El Euro lucha por mantenerse en pie mientras la tensión geopolítica y los datos económicos débiles empujan al mercado hacia el refugio seguro del Dólar estadounidense.
El par EUR/USD ha experimentado una caída significativa en la sesión de este jueves, retrocediendo desde sus máximos intradía para situarse cerca de los mínimos de seis semanas, alrededor de 1.1585. Esta debilidad en el Euro vs Dólar no es casualidad; es el resultado directo de una tormenta perfecta de incertidumbre geopolítica y datos económicos que no inspiran confianza en la zona euro.
En el centro del escenario se encuentra la tensión entre Estados Unidos e Irán. Los mercados han estado reaccionando con escepticismo ante las negociaciones para poner fin al conflicto y reabrir el estratégico Estrecho de Ormuz. Aunque hubo rumores de un posible cese al fuego, la realidad es que Irán sigue exigiendo peajes a través del estrecho y se niega a discutir sobre material nuclear, puntos de no retorno para Washington. Esta falta de claridad ha fortalecido al dólar, que actúa como el activo refugio por excelencia en tiempos de crisis.
La economía de la Eurozona en contracción
Mientras el drama internacional juega su papel, la realidad económica doméstica de la Eurozona no ofrece consuelo. Los últimos datos del Índice de Gerentes de Compras (PMI) para mayo han sido alarmantes. El PMI Composite de la Eurozona cayó a 47.5, su nivel más bajo en 31 meses, mientras que el PMI de Servicios, un componente vital, se desplomó a 46.4, marcando su punto más bajo en 63 meses.
Estas cifras indican una contracción económica significativa, lo que plantea dudas sobre la capacidad de la Unión Europea para crecer.
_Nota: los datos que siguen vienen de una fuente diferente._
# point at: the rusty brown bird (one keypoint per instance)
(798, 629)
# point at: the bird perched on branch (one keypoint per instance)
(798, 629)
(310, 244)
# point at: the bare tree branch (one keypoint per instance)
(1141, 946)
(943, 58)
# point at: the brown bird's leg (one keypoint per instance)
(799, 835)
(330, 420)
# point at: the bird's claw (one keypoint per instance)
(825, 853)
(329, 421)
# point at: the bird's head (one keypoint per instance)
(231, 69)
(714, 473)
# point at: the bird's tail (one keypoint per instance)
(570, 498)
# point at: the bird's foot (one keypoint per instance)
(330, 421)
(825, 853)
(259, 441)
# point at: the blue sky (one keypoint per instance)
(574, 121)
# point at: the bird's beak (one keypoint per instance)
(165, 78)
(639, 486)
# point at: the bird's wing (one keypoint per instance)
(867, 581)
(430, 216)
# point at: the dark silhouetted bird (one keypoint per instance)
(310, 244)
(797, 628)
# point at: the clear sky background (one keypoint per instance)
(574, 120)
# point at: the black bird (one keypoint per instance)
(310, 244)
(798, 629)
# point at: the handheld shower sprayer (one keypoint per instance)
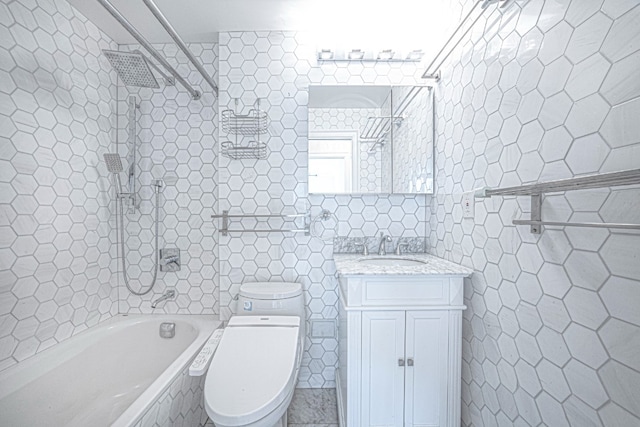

Además, los precios elevados del petróleo, impulsados por el miedo a interrupciones en el suministro, están alimentando las preocupaciones sobre la inflación. Esto crea un dilema para el Banco Central Europeo (BCE): si los precios de la energía se mantienen altos, el crecimiento se frenará, limitando la capacidad del BCE para subir las tasas de interés agresivamente si la inflación persiste.
El Dólar y la incertidumbre de los tipos
Por otro lado, Estados Unidos presenta una imagen más robusta, al menos en los datos industriales. El PMI Composite de EE.UU. se mantuvo estable en 51.7, y el PMI de Manufactura alcanzó un máximo de 48 meses. Esta relativa fortaleza, combinada con el miedo a la guerra, ha impulsado al Índice del Dólar (DXY) a cotizar cerca de 99.40, su nivel más alto desde el 7 de abril.
Los rendimientos de los bonos del Tesoro estadounidense también se han visto afectados, con el rendimiento del bono a 10 años manteniéndose cerca de máximos de 16 meses. Los traders están aumentando las apuestas de que la Reserva Federal (Fed) podría subir las tasas de interés a finales de año, lo que fortalece aún más al dólar frente a sus pares.
¿Qué sigue para el Euro con un Dólar fuerte?
La situación para el Euro es delicada. Con la economía de la zona euro mostrando signos de debilidad y el dólar fortaleciéndose por razones externas, la moneda europea necesita un catalizador positivo para recuperarse. Los inversores están vigilando de cerca cualquier señal de que la tensión con Irán se calme, aunque por ahora, el pesimismo prevalece.
La próxima semana traerá más datos, incluyendo las ventas minoristas del Reino Unido y los datos de inflación PCE de EE.UU., que podrían ofrecer más pistas sobre la dirección de los mercados. Pero hasta entonces, el Euro seguirá flotando a la deriva, anclado por el miedo y la incertidumbre.